The clean-up operations were, in my view, a great example of what people can do when they self-organise to achieve a positive and constructive goal. However, by Thursday, stories were starting to circulate about a more negative aspect to some of the clean-up operations. Some people I know were calling them elitist and exclusive, arguing that some of the rhetoric surrounding them was divisive rather than constructive.
I thought this was an unfair generalisation, the young people I met on Tottenham High Road who had wanted to join in and help out were just that, there was no negativity involved. The same spirit that inspired the huge donations to the families made homeless in the riots was obvious – a willingness to bring the community together and help those who need help.

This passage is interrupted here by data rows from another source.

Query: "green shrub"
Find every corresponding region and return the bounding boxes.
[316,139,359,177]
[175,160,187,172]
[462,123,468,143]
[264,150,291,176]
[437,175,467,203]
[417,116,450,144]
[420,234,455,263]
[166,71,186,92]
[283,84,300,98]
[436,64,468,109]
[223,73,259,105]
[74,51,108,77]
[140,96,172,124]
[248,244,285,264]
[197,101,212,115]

This is something of which London needs a lot more.
My intervention in a thread on Facebook was in this spirit, trying to end the generalisations and argue that the clean-up operations had drawn in a wide range of people, including anarchists like me. When I used the word scum, I was referring directly to the allegations of reactionary and classist elements hijacking the actions. I was not, in any way, referring to the people of Clapham Junction in particular and definitely was not referring to the “broom army” of middle-class volunteers who cleaned up Clapham Junction. As I said on Facebook, “… it’s just important to recognise that they’re not all reactionary scum.”

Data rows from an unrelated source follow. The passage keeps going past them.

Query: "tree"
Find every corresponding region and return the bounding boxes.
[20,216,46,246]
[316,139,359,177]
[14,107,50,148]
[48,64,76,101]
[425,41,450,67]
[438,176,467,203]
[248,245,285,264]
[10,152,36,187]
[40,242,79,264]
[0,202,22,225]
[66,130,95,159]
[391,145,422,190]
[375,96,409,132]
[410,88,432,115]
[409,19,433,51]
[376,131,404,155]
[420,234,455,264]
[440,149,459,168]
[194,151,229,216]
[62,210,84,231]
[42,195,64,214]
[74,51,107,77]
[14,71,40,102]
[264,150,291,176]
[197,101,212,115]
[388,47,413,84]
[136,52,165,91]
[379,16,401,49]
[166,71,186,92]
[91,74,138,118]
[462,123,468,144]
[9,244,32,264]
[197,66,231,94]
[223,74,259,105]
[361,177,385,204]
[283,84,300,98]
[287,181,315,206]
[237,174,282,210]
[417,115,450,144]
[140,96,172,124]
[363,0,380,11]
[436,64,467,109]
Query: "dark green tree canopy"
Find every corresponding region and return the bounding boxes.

A certain journalist rang me on Thursday evening and asked me about this. I was taken aback that anyone could have assumed that I was referring to all the people involved in the clean-up in Clapham Junction as scum when I said the exact opposite. I spoke to this same journalist for over three minutes and explained exactly what I meant.
Then, on Friday night/Saturday morning I got a google notification that my name had been mentioned on the web. I was appalled at what I saw – first and foremost a big picture of me that belongs to me used without permission (that’s been replaced). Then four paragraphs attacking me for doing the very thing I’d explained I wasn’t doing, quoting part of the Facebook conversation (not that part about me trying to take part in the Tottenham clean-up) which, in no way, backs up the assertion that I “described the ‘broom army’ of middle-class volunteers who cleaned up Clapham Junction as ‘scum’.” In fact, the point of my comment and what it says is that I’m challenging just that form of generalisation. It was as if I’d never spoken to him.
I’m not going to get into a personal slagging match with this individual, he seems to like that. But anyone who regularly reads his blog will know what he’s like and what his views are. I think it’s safe to say that we don’t agree on many things. However, I am very annoyed at the fact that an assertion has been made about my views that is not correct or accurate and the journalist knows this, because I told him directly on the phone that this was the case.
There has been enough division and loose talk in relation to the whole situation of the riots, looting and aftermath. The only way to stop this kind of thing happening again is to shut our mouths and open our ears. I did a lot of that on Saturday, when I joined the North London Unity March. I sincerely hope we see more of this kind of unity in the future.